The changes are part of an overhaul Gottstein is counting on to increase profitability at the securities unit while tightening risk oversight after the lender was involved in a series of deals related to scandal-struck companies. They’re also the first signs of the Swiss executive putting his stamp on the lender as it seeks to move past a damaging spying incident.
The bank may announce the changes as soon as Thursday, when it reports second-quarter results, the people said.
The move would reverse the split predecessor Tidjane Thiam enacted five years ago amid a slump in revenue. Global firms have long vacillated on whether it’s best to keep investment-banking and trading units together or run them separately. Goldman Sachs Group Inc. has two separate divisions, while investment bankers and traders at Morgan Stanley all report to one executive.
The restructuring marks a victory for global markets and its head Brian Chin, who helped transform the business from a perennial underperformer to a key profit contributor. Its fortunes have diverged from that of the advisory business. Longtime head Jim Amine left earlier this year and was replaced by two-decade veteran David Miller after a run of bad results.
“Our strategy works," Credit Suisse said in a statement. “We are a leading, global wealth manager with strong investment banking capabilities. On an ongoing basis, we consider a broad range of options to identify ways to further improve how we serve our clients and achieve our strategic goals in a compliant, profitable way. We are in a constant dialogue on these topics with our investors."
Gottstein is attempting to clean up the bank after the spying incident under Thiam and a turbulent phase during the coronavirus outbreak. The bank has worked on deals linked to Luckin Coffee and Wirecard AG, two companies embroiled in scandals, and was also forced to start an internal probe into supply-chain finance funds with links to Masayoshi Son’s SoftBank Vision Fund and billionaire Lex Greensill.
Luckin Coffee and Wirecard underscored the need for more efficient controls. Credit Suisse organized a margin loan for Luckin founder Lu Zhengyao.

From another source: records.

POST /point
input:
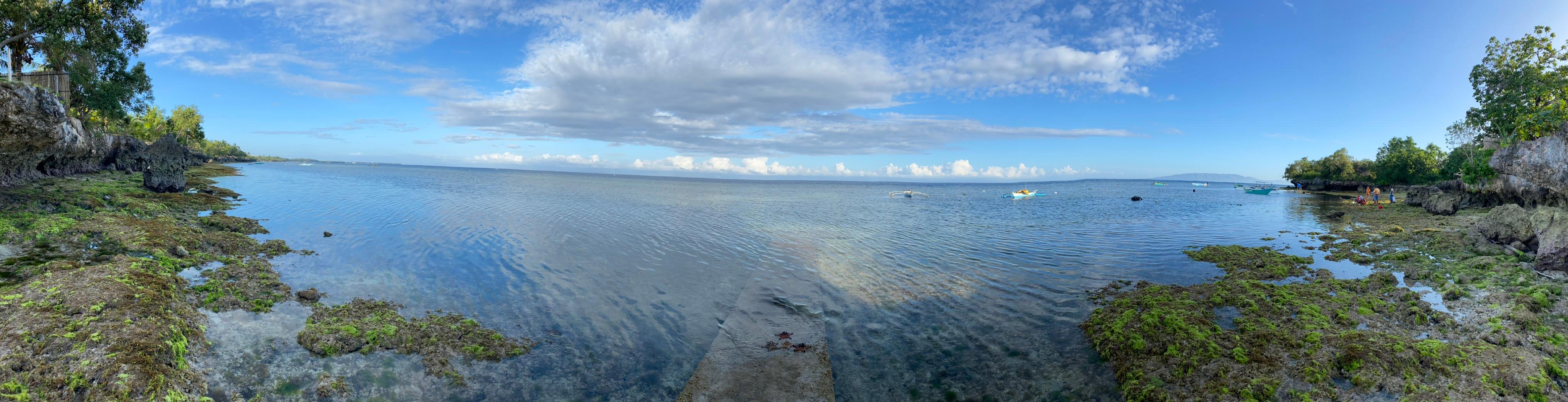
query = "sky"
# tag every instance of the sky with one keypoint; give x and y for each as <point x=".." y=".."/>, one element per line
<point x="920" y="90"/>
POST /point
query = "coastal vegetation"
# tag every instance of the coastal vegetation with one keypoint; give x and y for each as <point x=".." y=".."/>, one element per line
<point x="1276" y="329"/>
<point x="1522" y="93"/>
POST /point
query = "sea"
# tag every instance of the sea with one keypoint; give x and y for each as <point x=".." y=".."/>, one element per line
<point x="962" y="294"/>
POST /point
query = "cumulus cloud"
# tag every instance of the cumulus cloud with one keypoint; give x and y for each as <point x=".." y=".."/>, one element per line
<point x="512" y="158"/>
<point x="1068" y="170"/>
<point x="766" y="167"/>
<point x="358" y="125"/>
<point x="374" y="26"/>
<point x="810" y="70"/>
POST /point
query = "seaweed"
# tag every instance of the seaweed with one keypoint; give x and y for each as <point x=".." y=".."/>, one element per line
<point x="369" y="326"/>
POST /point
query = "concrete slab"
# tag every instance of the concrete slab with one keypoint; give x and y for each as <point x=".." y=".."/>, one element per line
<point x="750" y="362"/>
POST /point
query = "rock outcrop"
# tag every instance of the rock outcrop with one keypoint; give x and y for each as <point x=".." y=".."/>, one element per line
<point x="167" y="161"/>
<point x="40" y="139"/>
<point x="1540" y="231"/>
<point x="1542" y="162"/>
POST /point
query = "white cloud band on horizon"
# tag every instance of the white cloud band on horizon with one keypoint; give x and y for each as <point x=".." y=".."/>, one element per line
<point x="789" y="78"/>
<point x="764" y="167"/>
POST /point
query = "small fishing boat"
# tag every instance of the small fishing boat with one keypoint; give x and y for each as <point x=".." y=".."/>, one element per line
<point x="1260" y="189"/>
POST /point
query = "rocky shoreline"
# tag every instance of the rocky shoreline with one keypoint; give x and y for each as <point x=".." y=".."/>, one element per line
<point x="96" y="308"/>
<point x="1274" y="329"/>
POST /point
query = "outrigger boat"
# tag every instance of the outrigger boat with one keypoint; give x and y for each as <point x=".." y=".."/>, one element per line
<point x="1260" y="189"/>
<point x="1021" y="194"/>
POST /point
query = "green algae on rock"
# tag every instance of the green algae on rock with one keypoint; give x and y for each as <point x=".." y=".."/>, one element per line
<point x="369" y="326"/>
<point x="95" y="308"/>
<point x="1241" y="338"/>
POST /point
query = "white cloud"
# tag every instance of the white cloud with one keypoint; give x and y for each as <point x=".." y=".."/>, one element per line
<point x="1068" y="170"/>
<point x="375" y="26"/>
<point x="807" y="71"/>
<point x="512" y="158"/>
<point x="766" y="167"/>
<point x="179" y="44"/>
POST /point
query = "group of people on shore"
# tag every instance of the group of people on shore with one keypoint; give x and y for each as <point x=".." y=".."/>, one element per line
<point x="1376" y="195"/>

In April, the bank took a large hit in its Asia business, setting aside about $100 million for soured loans that mostly related to three cases, the largest of which was Luckin.
The bank also helped sell $1 billion of Wirecard-linked securities last year after questions were raised about the German company’s accounting. SoftBank had initially agreed to buy the convertible debt, but then cut its exposure through a series of transactions. Last month, Wirecard filed for insolvency.
Credit Suisse’s ties to SoftBank were also a factor in an internal probe of the bank’s supply-chain funds. The investment vehicles hold short-term corporate loans and finance a number of startups backed by the SoftBank Vision Fund. The loans are sourced by Greensill Capital, which is also backed by SoftBank. The bank told clients earlier this month it would change its guidelines to reduce the maximum exposure to a single borrower after the review.
Gottstein may be preparing to reveal other structural changes after taking over in February just as the impact of the pandemic was starting to become apparent. The bank may overhaul its main international wealth-management business to reduce the number of regional reports under the new head of the unit, Philipp Wehle. The move would undo a structure created just two years ago by his predecessor, Iqbal Khan, people familiar with the matter said. Gottstein is also considering other changes, the people said.
Swiss newspaper Sonntags Zeitung previously reported that Gottstein was considering reversing Thiam’s decision to split the investment bank into separate divisions and merging risk and compliance, as well as considering cutting hundreds of jobs and thinning the domestic branch network.